Дом Николая и Людмилы Николаевых  стоит в центре поселка: деревянный забор, просторный двор.  Здесь в поселке они живут с 80-х годов, до этого кочевали в стаде: жили в палатках, передвигались на собаках, пасли оленей. Так они прожили большую часть своей жизни, так выросли их дети.

Дом для нас – домашний очаг, раньше домом было стадо. Я приехала в Якутию молодой девчонкой. Закончила училище, отправилась фельдшером по распределению, да здесь и осталась. Узнала, каково это всю жизнь быть среди эвенков, кочевать и полюбить тайгу, – смеется Людмила Николаева.  – У нас был договор, если три года отработаешь, нам выдавали подъемные, конечно, планы вернуться были. Я хотела отработать три года и вернуться на родину. А вышло так, что вот мой муж, и здесь я уже 44 года.

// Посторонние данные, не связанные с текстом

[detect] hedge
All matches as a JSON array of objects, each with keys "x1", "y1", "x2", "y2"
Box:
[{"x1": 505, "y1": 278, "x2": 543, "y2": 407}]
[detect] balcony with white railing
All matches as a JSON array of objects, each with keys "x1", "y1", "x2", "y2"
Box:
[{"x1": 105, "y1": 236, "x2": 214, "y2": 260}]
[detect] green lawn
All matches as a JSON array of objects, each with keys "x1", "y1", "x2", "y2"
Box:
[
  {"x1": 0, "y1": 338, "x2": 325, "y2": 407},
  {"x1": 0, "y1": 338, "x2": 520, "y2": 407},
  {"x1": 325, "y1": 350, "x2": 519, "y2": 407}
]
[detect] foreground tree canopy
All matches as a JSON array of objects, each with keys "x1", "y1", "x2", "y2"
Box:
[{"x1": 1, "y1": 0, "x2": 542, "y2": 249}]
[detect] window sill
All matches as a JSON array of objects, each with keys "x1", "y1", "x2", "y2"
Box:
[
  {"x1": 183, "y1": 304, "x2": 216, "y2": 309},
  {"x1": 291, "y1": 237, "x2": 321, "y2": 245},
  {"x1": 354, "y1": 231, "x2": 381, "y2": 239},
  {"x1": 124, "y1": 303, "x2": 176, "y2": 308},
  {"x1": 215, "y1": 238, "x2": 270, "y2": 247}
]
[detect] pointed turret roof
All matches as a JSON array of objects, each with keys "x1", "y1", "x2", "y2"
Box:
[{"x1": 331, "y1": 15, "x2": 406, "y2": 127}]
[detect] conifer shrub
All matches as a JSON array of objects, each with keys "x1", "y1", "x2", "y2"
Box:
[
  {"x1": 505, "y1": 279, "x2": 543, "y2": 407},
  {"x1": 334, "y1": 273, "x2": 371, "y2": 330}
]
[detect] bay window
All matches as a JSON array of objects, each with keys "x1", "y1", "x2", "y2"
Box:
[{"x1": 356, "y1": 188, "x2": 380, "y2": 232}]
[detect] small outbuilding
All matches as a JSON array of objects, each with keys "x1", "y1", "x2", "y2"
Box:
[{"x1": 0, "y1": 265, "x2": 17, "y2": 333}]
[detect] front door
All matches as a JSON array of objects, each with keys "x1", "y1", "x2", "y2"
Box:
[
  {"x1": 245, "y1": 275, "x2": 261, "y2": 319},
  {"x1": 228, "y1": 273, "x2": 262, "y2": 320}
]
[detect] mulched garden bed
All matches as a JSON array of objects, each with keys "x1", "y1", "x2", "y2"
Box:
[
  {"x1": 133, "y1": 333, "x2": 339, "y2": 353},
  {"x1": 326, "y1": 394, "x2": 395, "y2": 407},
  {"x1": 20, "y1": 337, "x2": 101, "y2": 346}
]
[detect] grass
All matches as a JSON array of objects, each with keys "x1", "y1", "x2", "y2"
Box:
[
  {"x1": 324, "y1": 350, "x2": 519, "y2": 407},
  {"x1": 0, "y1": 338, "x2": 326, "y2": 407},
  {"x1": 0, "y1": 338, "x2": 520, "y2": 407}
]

Людмила Николаева  в 17 лет приехала из Омска, проработала два месяца фельдшером в больнице, а после отправилась работать в стадо. Раньше было правило, фельдшер должен ехать в стада и там работать, специалисты нужны были там с весны до осени, во время кочевья. Говорить по-якутски Николаева не умела, научилась сама за полгода. По-русски в 70-е здесь понимали, но не говорили. Свой родной язык – эвенкийский – народ начал терять еще в ХVIII веке с приходом казаков, так что к середине ХХ века практически полностью разговаривал по-якутски.

Людмила Николаевна

Когда мы только приехали, нас было три девчонки. Не было представления, что попадем в провинцию. Мы стояли у аэровокзала и ждали, что нас заберет такси, а за нами приехала скорая. Нас отвезли, конечно, нам ни квартиру, ничего не предоставили, поселили в больнице. Я языка не понимала, только по симптоматике ставила диагнозы. Поначалу мне помогала бабушка, она санитаркой работала у меня, она моя, как говорится, крестная мать, Христина Никифоровна. Она сядет и переводит, что они говорят. А потом она мне сказала: «Я больше с тобой сидеть не буду, как хочешь, так и работай!» Я начала сопоставлять русский и якутский, там одну букву добавлю, здесь одну уберу, вот и значит это слово по-якутски.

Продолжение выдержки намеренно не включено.